Mechanisms of metabolic dyslipidemia in insulin resistant states: deregulation of hepatic and intestinal lipoprotein secretion

Abstract

The growing epidemic of the metabolic syndrome is now well recognized and there is widespread effort to understand the pathogenesis of this complex syndrome and its major metabolic consequences. One of the severe complications accompanying insulin resistant states is the hypertriglyceridemia that appears to occur largely due to overproduction of triglyceride-rich, apolipoprotein B (apoB) containing-lipoproteins. As a result, mechanisms regulating the overproduction of these atherogenic apoB-containing lipoproteins have been the focus of much investigation in recent years. Both in vitro as well as in vivo models of insulin resistance are currently being used to further our understanding of the mechanisms involved in the deregulation of lipid metabolism in insulin resistant states. Evidence from these animal models as well as human studies has identified hepatic very low density lipoprotein (VLDL) overproduction as a critical underlying factor in the development of hypertriglyceridemia and metabolic dyslipidemia. In recent years, a dietary animal model of insulin resistance, the fructose-fed hamster model developed in our laboratory, has proven invaluable in studies of the link between development of an insulin resistant state, derangement of hepatic lipoprotein metabolism, and overproduction of apoB-containing lipoproteins.

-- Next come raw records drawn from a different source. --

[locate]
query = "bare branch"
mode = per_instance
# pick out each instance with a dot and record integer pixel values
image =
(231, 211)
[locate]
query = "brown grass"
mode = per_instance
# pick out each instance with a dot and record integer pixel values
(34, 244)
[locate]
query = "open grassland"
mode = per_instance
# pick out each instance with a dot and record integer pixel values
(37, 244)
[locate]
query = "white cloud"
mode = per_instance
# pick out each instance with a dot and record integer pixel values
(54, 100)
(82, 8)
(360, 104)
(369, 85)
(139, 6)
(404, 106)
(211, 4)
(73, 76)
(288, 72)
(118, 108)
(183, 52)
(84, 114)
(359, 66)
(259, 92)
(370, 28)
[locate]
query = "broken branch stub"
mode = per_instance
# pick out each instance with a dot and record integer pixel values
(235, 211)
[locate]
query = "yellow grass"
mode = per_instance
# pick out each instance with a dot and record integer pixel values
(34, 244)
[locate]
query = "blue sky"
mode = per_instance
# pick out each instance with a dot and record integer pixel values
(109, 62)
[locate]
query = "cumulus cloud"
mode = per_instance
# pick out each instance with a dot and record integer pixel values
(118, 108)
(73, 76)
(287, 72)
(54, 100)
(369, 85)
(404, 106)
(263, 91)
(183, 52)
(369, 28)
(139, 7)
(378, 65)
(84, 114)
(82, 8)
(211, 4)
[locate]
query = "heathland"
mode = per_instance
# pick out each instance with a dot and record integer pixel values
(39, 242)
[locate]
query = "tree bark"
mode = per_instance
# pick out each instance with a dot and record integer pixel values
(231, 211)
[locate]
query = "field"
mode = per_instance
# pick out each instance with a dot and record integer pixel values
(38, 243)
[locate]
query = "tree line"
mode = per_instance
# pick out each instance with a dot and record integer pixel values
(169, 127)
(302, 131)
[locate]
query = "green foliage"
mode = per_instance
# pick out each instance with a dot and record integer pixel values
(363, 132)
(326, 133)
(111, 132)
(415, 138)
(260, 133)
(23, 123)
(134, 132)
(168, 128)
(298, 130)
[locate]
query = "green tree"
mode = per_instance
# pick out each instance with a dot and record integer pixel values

Evidence from the fructose-fed hamster model now indicates oversecretion of both hepatically-derived apoB100-containing VLDL as well as intestinal apoB48-containing triglyceride-rich lipoproteins in insulin resistant states. A number of novel intracellular factors that may be involved in modulation of VLDL have also been identified. This review focuses on these recent developments and examines the hypothesis that a complex interaction among enhanced flux of free fatty acids from peripheral tissues to liver and intestine, chronic up-regulation of de novo lipogenesis by hyperinsulinemia, and attenuated insulin signaling in the liver and the intestine may be critical to lipoprotein overproduction accompanying insulin resistance.